Figure 1: The Three Worlds

 

 

 

Three Worlds

Extract from:
KARL POPPER: THE TANNER LECTURE ON HUMAN VALUES
Delivered at The University of Michigan April 7, 1978
In this lecture I intend to challenge those who uphold a monist or even a dualist view of the universe; and I will propose, instead, a pluralist view. I will propose a view of the universe that recognizes at least three different but interacting sub-universes.

There is, first, the world that consists of physical bodies: of stones and of stars; of plants and of animals; but also of radiation, and of other forms of physical energy. I will call this physical world ‘world 1’. If we so wish, we can subdivide the physical world 1 into the world of non-living physical objects and into the world of living things, of biological objects; though the distinction is not sharp.
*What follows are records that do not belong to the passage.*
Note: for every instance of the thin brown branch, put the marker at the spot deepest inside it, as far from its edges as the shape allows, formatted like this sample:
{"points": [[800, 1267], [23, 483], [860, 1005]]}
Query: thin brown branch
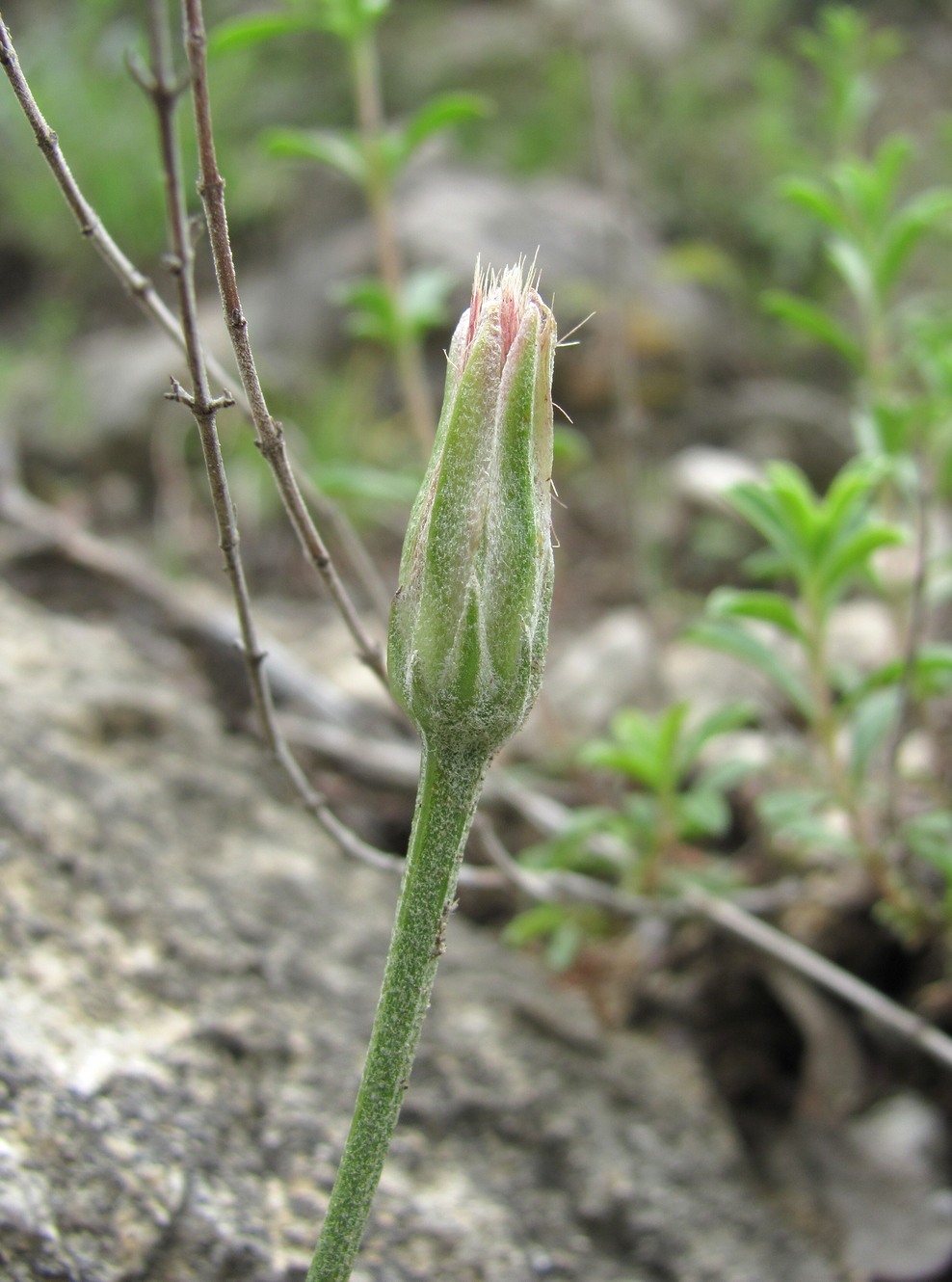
{"points": [[271, 436], [162, 89], [407, 348], [140, 287], [137, 284]]}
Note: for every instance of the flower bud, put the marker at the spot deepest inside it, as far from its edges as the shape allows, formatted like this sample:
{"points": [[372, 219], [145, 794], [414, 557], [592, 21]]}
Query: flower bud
{"points": [[469, 624]]}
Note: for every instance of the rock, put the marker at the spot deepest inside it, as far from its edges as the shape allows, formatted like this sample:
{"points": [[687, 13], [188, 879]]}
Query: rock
{"points": [[861, 637], [611, 664], [885, 1180], [187, 975], [701, 476]]}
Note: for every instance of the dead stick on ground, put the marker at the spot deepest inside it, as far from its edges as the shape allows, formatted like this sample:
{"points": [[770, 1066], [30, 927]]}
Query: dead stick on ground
{"points": [[143, 291], [163, 90], [271, 436]]}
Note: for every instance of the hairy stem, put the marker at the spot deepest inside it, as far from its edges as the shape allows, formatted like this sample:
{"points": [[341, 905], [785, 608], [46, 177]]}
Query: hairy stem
{"points": [[451, 777]]}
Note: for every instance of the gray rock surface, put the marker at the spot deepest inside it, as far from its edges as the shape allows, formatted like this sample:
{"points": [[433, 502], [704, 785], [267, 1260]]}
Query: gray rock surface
{"points": [[187, 974]]}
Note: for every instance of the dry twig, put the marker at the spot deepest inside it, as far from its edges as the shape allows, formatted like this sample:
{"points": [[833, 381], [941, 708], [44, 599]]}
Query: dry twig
{"points": [[143, 291], [271, 436]]}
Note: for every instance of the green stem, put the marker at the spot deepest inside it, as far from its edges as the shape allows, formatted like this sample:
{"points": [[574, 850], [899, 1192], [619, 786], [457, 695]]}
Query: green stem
{"points": [[451, 777]]}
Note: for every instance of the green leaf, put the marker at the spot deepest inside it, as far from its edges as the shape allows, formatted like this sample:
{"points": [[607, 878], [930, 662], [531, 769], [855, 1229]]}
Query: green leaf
{"points": [[729, 637], [800, 818], [564, 944], [441, 113], [255, 28], [535, 923], [350, 19], [855, 269], [814, 322], [905, 232], [870, 725], [850, 556], [758, 505], [641, 746], [929, 836], [340, 148], [702, 813], [815, 199], [766, 606], [722, 721]]}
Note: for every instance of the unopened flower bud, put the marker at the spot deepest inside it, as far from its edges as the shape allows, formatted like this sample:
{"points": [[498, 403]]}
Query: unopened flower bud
{"points": [[469, 625]]}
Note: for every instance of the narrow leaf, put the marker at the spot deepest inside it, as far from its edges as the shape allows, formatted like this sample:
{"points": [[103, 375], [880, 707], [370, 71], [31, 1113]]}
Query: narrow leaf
{"points": [[768, 606], [338, 148], [741, 644], [814, 322]]}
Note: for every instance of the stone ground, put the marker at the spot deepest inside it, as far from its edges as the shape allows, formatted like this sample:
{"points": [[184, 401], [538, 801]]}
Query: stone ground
{"points": [[187, 975]]}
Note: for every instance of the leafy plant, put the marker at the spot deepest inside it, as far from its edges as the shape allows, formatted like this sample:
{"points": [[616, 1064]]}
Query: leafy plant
{"points": [[648, 843], [399, 307]]}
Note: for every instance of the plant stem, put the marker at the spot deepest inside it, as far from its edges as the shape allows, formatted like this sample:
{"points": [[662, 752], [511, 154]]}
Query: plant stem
{"points": [[451, 777]]}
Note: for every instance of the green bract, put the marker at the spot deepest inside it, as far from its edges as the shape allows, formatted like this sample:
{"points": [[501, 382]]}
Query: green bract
{"points": [[469, 624]]}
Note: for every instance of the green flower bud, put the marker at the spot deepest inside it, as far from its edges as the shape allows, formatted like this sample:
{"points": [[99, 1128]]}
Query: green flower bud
{"points": [[469, 624]]}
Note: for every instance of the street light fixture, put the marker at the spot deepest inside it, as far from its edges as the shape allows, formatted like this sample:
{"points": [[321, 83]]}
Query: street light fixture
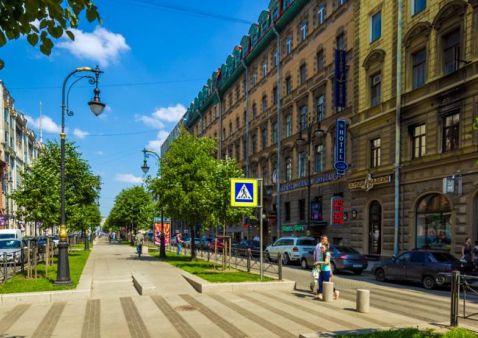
{"points": [[97, 107]]}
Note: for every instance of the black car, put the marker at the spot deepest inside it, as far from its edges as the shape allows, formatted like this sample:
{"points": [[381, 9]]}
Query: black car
{"points": [[420, 266]]}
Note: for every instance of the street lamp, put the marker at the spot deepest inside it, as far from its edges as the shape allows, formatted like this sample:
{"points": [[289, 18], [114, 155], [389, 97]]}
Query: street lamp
{"points": [[300, 141], [145, 169], [97, 107]]}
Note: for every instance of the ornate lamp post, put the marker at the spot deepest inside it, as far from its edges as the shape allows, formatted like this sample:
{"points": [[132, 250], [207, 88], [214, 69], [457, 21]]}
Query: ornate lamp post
{"points": [[97, 107], [145, 169]]}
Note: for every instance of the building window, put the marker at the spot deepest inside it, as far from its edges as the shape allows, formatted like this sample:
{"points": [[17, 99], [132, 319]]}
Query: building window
{"points": [[322, 13], [303, 117], [419, 61], [320, 107], [287, 211], [289, 45], [304, 28], [418, 6], [451, 132], [419, 141], [264, 137], [375, 89], [320, 60], [375, 27], [288, 169], [288, 125], [301, 164], [376, 153], [319, 158], [303, 74], [301, 209], [288, 85], [264, 103], [451, 51]]}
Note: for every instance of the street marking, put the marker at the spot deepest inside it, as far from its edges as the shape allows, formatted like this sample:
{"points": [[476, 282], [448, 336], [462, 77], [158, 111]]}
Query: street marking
{"points": [[136, 325], [229, 328], [178, 322], [91, 323], [284, 314], [49, 322], [253, 317], [11, 317]]}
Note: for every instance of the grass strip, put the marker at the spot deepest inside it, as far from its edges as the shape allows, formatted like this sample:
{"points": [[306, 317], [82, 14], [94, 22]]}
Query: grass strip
{"points": [[44, 282]]}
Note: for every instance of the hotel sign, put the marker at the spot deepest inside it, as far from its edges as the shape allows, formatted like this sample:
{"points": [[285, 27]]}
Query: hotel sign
{"points": [[370, 182]]}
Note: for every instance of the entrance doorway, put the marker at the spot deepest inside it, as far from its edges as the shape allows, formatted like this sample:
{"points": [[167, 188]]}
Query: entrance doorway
{"points": [[375, 229]]}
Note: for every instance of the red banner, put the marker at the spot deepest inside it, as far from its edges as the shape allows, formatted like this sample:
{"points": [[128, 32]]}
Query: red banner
{"points": [[157, 233]]}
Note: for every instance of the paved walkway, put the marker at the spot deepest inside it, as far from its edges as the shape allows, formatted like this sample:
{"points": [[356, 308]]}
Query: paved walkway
{"points": [[116, 310]]}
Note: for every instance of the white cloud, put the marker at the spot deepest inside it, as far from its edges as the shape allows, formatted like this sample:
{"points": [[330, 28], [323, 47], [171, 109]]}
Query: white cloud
{"points": [[101, 45], [128, 178], [163, 115], [80, 133], [47, 124]]}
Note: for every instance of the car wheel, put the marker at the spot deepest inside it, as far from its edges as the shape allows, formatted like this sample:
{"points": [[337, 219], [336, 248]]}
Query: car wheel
{"points": [[428, 282], [303, 264], [285, 259], [380, 275]]}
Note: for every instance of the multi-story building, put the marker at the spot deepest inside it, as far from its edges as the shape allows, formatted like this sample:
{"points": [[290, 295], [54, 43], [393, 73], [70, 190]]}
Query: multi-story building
{"points": [[18, 149], [281, 91], [438, 104]]}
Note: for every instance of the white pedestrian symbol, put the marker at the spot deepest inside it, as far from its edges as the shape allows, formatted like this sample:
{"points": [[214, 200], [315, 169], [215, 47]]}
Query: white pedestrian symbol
{"points": [[244, 194]]}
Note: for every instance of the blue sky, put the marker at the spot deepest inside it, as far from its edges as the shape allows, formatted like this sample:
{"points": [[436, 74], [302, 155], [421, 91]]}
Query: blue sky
{"points": [[155, 61]]}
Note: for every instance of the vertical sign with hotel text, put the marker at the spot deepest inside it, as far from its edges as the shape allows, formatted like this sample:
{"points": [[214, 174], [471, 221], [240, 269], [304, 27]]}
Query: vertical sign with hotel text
{"points": [[340, 164]]}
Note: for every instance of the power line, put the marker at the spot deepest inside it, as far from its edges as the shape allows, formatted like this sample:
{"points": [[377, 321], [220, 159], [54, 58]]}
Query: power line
{"points": [[191, 11]]}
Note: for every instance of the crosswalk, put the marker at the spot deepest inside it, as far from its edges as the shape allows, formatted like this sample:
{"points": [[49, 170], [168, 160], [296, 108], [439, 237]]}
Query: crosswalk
{"points": [[254, 314]]}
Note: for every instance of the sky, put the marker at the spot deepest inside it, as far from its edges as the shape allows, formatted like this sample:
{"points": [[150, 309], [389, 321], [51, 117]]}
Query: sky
{"points": [[156, 55]]}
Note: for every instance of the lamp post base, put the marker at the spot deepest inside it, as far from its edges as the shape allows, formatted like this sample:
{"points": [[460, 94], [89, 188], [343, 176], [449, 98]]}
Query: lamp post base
{"points": [[63, 273]]}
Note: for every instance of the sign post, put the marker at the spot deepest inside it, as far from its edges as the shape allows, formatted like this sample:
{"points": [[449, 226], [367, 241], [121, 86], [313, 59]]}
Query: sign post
{"points": [[244, 193]]}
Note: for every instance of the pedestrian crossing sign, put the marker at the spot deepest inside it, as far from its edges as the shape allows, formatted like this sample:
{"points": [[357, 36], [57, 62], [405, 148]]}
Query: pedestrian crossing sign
{"points": [[243, 192]]}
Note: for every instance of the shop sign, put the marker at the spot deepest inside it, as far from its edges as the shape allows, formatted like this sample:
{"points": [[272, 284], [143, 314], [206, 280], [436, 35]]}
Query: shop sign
{"points": [[337, 211], [370, 182], [340, 164]]}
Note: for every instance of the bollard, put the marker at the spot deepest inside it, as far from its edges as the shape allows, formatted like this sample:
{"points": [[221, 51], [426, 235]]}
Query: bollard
{"points": [[363, 301], [328, 291]]}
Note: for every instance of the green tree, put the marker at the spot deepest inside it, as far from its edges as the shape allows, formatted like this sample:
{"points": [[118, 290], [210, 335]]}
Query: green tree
{"points": [[133, 209], [42, 20], [38, 196]]}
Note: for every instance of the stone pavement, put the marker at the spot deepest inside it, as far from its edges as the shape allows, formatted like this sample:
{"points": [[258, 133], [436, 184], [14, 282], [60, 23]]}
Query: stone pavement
{"points": [[115, 309]]}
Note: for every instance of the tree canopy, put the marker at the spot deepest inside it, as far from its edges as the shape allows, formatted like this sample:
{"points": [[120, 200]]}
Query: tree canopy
{"points": [[38, 196], [42, 20]]}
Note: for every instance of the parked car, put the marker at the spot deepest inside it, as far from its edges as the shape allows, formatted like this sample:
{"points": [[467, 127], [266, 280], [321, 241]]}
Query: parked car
{"points": [[12, 248], [343, 258], [293, 249], [420, 266]]}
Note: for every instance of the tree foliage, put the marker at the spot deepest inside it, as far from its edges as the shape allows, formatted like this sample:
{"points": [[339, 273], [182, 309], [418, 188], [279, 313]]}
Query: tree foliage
{"points": [[42, 20], [133, 208], [38, 196]]}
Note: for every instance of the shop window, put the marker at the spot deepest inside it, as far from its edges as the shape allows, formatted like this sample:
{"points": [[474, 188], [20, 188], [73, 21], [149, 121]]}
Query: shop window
{"points": [[375, 27], [451, 132], [419, 64], [419, 141], [375, 153], [433, 223]]}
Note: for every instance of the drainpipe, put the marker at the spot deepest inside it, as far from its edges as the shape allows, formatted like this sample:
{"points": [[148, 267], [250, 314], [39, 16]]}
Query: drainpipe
{"points": [[246, 122], [221, 136], [397, 127], [278, 164]]}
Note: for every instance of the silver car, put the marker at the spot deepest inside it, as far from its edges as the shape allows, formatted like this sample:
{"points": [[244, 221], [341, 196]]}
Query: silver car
{"points": [[293, 249]]}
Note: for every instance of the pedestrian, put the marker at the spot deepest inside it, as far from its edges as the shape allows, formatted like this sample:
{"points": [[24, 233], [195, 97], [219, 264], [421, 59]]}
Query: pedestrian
{"points": [[179, 243], [467, 251]]}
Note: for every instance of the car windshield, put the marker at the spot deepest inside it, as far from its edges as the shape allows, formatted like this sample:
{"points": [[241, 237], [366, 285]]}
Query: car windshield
{"points": [[441, 257], [10, 244]]}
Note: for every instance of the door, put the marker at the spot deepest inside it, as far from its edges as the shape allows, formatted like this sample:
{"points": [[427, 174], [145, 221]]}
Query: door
{"points": [[375, 229]]}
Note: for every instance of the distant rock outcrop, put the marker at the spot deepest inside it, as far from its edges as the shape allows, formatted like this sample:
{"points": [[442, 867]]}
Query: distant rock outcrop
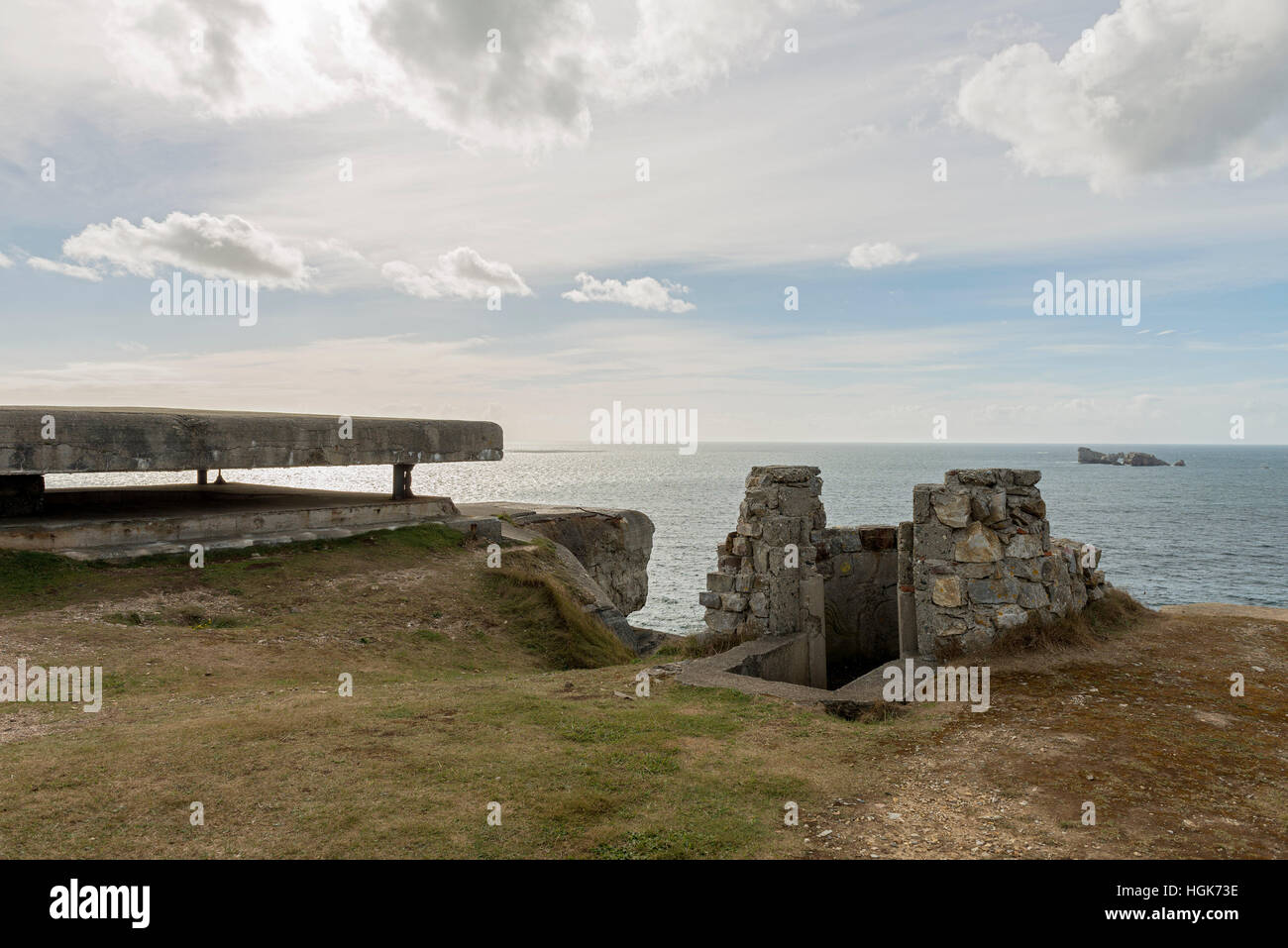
{"points": [[1129, 459]]}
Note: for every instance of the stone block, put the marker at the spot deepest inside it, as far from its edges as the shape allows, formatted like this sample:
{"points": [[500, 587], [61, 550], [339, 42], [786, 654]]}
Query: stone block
{"points": [[1031, 595], [947, 590], [1024, 546], [720, 621], [733, 601], [932, 540], [978, 545], [987, 591], [952, 507]]}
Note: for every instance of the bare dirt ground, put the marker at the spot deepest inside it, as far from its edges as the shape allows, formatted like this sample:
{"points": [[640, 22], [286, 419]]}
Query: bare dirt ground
{"points": [[220, 686], [1142, 727]]}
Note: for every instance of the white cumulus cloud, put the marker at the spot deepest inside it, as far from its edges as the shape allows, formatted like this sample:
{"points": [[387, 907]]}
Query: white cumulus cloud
{"points": [[202, 244], [868, 257], [463, 273], [1166, 84], [529, 85], [642, 292]]}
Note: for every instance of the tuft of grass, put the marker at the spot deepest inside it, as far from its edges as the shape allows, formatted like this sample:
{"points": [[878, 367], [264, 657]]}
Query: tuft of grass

There is, secondly, the mental or psychological world, the world of our feelings of pain and of pleasure, of our thoughts, of our decisions, of our perceptions and our observations; in other words, the world of mental or psychological states or processes, or of subjective experiences. I will call it ‘world 2’. World 2 is immensely important, especially from a human point of view or from a moral point of view. Human suffering belongs to world 2; and human suffering, especially avoidable suffering, is the central moral problem for all those who can help. World 2 could be subdivided in various ways. We can distinguish, if we wish, fully conscious experiences from dreams, or from subconscious experiences. Or we can distinguish human consciousness from animal consciousness. The reality of the mental world 2 – and with it, the reality of human suffering – has been sometimes denied; more recently by certain monistic materialists or physicalists, or by certain radical behaviourists. On the other hand, the reality of the world 2 of subjective experiences is admitted by common sense. It will be part of my argument to defend the reality of world 2.

My main argument will be devoted to the defence of the reality of what I propose to call ‘world 3’.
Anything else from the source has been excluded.